The Reason behind this was that since there were so many categories, it wouldn't fit into subplots.
We shall plot them separately down below.
</div>

## A closer look at some Categorical features.

Let's now take a look at the aforementioned 4 categorical features that are too clumsy to fit in a subplots.

### Feature: cat5

Since the feature `cat5` has *over 80* different categories, I will be plotting only the top-10 most occuring ones.

In [None]:
ixs = train_file['cat5'].value_counts().index.tolist()[:10]
cat5_fl = train_file[train_file['cat5'].isin(ixs)]['cat5']

plt.figure(figsize=(8, 7))
ax = sns.histplot(cat5_fl, color='orange')
plt.xlabel("Category")
plt.ylabel("Count")
plt.title("Top-10 Categories of feature: cat5")

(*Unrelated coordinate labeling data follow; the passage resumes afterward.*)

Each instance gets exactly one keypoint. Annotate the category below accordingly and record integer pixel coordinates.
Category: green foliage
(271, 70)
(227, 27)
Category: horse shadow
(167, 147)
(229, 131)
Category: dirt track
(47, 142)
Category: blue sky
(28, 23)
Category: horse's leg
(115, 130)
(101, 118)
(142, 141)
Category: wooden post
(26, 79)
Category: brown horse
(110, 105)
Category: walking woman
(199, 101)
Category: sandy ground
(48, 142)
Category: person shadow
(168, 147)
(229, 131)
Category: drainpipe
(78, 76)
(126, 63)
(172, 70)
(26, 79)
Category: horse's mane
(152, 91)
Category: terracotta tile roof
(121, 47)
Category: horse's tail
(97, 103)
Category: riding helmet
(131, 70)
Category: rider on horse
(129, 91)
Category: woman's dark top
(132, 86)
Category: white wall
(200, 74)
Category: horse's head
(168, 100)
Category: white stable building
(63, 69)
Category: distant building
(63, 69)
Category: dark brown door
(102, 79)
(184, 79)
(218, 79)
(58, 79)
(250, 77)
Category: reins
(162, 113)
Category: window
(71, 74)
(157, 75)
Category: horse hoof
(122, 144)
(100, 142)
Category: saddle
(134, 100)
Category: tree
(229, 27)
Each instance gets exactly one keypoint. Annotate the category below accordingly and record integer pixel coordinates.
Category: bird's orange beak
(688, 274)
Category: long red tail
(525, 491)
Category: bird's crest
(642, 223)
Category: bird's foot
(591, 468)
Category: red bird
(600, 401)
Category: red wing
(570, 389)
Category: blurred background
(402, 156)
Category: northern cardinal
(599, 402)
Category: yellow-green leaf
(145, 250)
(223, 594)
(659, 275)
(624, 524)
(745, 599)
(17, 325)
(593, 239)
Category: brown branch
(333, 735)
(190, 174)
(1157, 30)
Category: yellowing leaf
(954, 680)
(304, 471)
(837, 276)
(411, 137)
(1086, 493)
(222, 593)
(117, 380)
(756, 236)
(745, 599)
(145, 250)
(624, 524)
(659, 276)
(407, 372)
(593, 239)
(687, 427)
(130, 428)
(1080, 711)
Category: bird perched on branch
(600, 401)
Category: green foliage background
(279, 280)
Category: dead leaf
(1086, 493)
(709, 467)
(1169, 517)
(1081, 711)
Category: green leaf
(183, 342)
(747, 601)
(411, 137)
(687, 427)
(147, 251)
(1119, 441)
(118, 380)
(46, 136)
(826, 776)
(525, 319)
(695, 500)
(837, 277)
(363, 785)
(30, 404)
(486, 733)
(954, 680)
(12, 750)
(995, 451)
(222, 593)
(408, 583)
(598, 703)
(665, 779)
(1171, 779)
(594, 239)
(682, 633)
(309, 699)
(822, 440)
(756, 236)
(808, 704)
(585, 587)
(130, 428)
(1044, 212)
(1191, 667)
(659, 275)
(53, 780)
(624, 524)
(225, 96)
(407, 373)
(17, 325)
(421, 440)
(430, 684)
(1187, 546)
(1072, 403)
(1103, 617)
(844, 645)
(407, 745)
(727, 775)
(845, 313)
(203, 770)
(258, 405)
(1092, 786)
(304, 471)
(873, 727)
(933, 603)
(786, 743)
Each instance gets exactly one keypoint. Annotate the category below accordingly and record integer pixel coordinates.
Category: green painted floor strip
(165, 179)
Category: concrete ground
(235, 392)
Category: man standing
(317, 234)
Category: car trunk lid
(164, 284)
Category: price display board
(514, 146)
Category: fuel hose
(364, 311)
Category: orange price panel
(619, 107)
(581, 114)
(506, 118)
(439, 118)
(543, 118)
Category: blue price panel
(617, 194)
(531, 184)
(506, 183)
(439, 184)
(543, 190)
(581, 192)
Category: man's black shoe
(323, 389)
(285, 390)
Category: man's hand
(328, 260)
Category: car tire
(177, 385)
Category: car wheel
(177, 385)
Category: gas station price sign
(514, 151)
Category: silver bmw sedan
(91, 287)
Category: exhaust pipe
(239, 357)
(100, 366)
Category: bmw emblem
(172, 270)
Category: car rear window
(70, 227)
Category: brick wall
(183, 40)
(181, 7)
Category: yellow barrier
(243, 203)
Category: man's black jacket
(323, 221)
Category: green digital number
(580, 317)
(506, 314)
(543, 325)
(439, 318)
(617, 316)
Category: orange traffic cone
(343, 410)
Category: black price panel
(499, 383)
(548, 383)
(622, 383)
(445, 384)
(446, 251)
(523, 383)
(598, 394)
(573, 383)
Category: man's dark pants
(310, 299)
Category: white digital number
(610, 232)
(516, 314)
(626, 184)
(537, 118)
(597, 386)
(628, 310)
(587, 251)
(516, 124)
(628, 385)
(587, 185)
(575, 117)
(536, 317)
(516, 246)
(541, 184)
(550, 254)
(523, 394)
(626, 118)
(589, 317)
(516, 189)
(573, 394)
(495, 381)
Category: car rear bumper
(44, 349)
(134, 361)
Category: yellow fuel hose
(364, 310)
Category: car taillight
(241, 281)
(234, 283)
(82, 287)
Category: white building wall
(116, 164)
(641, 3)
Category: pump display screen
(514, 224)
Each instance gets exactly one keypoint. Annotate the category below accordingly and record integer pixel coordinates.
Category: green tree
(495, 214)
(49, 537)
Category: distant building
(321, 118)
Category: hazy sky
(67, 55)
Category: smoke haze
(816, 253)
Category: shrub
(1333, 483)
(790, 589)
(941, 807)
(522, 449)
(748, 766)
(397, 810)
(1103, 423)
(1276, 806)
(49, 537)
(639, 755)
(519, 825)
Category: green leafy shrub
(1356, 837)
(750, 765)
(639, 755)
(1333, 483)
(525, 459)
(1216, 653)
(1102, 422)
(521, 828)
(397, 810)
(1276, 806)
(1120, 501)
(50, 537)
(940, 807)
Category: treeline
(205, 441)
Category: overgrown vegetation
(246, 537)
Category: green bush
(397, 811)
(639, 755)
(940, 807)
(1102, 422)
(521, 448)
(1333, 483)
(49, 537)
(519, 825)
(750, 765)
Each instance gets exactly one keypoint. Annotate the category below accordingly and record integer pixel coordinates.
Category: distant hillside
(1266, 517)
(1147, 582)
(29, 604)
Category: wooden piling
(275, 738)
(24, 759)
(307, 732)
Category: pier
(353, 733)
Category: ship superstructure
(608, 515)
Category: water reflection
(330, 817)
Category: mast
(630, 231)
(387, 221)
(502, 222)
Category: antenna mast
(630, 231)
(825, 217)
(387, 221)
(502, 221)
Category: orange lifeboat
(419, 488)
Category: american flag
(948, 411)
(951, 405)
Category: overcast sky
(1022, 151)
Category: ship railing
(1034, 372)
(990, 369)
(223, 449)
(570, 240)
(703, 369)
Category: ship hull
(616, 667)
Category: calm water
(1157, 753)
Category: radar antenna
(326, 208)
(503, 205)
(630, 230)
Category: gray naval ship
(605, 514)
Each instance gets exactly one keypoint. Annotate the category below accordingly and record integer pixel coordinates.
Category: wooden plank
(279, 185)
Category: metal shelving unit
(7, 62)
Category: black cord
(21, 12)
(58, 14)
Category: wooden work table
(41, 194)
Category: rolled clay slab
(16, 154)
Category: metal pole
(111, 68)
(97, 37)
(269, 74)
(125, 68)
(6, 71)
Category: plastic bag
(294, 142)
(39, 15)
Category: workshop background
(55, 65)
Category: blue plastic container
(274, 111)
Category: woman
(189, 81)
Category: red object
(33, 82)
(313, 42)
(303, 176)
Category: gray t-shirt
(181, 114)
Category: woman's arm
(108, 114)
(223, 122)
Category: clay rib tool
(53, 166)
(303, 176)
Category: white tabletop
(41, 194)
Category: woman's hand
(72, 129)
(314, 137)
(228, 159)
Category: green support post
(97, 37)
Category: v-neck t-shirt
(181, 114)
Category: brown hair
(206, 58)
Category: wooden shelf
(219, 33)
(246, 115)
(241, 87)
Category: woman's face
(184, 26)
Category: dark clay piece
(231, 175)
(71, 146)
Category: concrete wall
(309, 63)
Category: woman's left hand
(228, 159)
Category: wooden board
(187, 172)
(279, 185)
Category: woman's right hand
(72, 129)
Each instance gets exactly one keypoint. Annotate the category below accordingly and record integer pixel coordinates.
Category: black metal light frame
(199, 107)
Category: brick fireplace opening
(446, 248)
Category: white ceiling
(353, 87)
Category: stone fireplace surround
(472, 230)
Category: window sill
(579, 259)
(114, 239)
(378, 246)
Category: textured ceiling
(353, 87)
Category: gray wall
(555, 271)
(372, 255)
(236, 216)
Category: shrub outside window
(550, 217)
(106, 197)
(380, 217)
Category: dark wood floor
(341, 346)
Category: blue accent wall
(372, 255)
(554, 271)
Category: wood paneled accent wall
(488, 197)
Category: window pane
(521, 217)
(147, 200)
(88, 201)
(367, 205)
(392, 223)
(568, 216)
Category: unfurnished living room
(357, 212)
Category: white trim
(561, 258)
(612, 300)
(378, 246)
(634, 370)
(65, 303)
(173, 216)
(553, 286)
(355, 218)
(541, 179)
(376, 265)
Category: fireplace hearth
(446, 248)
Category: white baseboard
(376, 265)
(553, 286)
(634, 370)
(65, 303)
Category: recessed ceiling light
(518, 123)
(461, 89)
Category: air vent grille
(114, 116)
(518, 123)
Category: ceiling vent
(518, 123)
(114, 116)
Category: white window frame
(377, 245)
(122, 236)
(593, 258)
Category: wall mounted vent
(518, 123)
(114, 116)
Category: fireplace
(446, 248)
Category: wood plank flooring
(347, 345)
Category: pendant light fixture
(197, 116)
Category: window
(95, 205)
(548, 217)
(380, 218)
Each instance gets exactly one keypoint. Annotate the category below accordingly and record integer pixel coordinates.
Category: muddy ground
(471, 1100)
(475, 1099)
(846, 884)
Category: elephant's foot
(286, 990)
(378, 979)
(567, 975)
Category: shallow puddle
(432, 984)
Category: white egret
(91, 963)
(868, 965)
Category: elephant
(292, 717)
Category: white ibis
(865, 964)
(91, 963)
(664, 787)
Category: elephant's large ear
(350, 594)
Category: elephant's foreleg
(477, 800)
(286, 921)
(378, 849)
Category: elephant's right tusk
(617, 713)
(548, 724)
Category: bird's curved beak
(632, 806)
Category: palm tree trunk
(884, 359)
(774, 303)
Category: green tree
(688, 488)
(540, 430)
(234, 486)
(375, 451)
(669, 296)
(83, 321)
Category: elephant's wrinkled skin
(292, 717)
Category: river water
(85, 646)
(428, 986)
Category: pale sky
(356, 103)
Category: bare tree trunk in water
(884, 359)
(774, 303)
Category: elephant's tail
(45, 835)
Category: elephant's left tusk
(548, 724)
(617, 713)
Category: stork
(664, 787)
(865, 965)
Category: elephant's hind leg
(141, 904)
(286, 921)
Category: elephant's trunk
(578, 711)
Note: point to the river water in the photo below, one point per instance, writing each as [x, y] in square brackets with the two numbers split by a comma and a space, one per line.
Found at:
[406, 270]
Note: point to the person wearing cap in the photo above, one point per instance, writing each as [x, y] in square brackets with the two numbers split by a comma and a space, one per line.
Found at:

total = len(train_file['cat5'])
for p in ax.patches:
        percentage = '{:.2f}%'.format(100 * p.get_height()/total)
        x = p.get_x() + p.get_width() / 5
        y = p.get_y() + p.get_height() + 0.02
        ax.annotate(percentage, (x, y))

plt.show()

As you can see above, the categories `BI`, `AB` and `BU` dominate the count for this feature.

### Feature: cat7

Same as cat5, I am only showing the top-10 most occuring values here.

In [None]:
ixs = train_file['cat7'].value_counts().index.tolist()[:10]
cat7_fl = train_file[train_file['cat7'].isin(ixs)]['cat7'].reset_index(drop=True)

plt.figure(figsize=(8, 7))
ax = sns.histplot(cat7_fl, color='orange')
plt.xlabel("Category")
plt.ylabel("Count")
plt.title("Top-10 Categories of feature: cat7")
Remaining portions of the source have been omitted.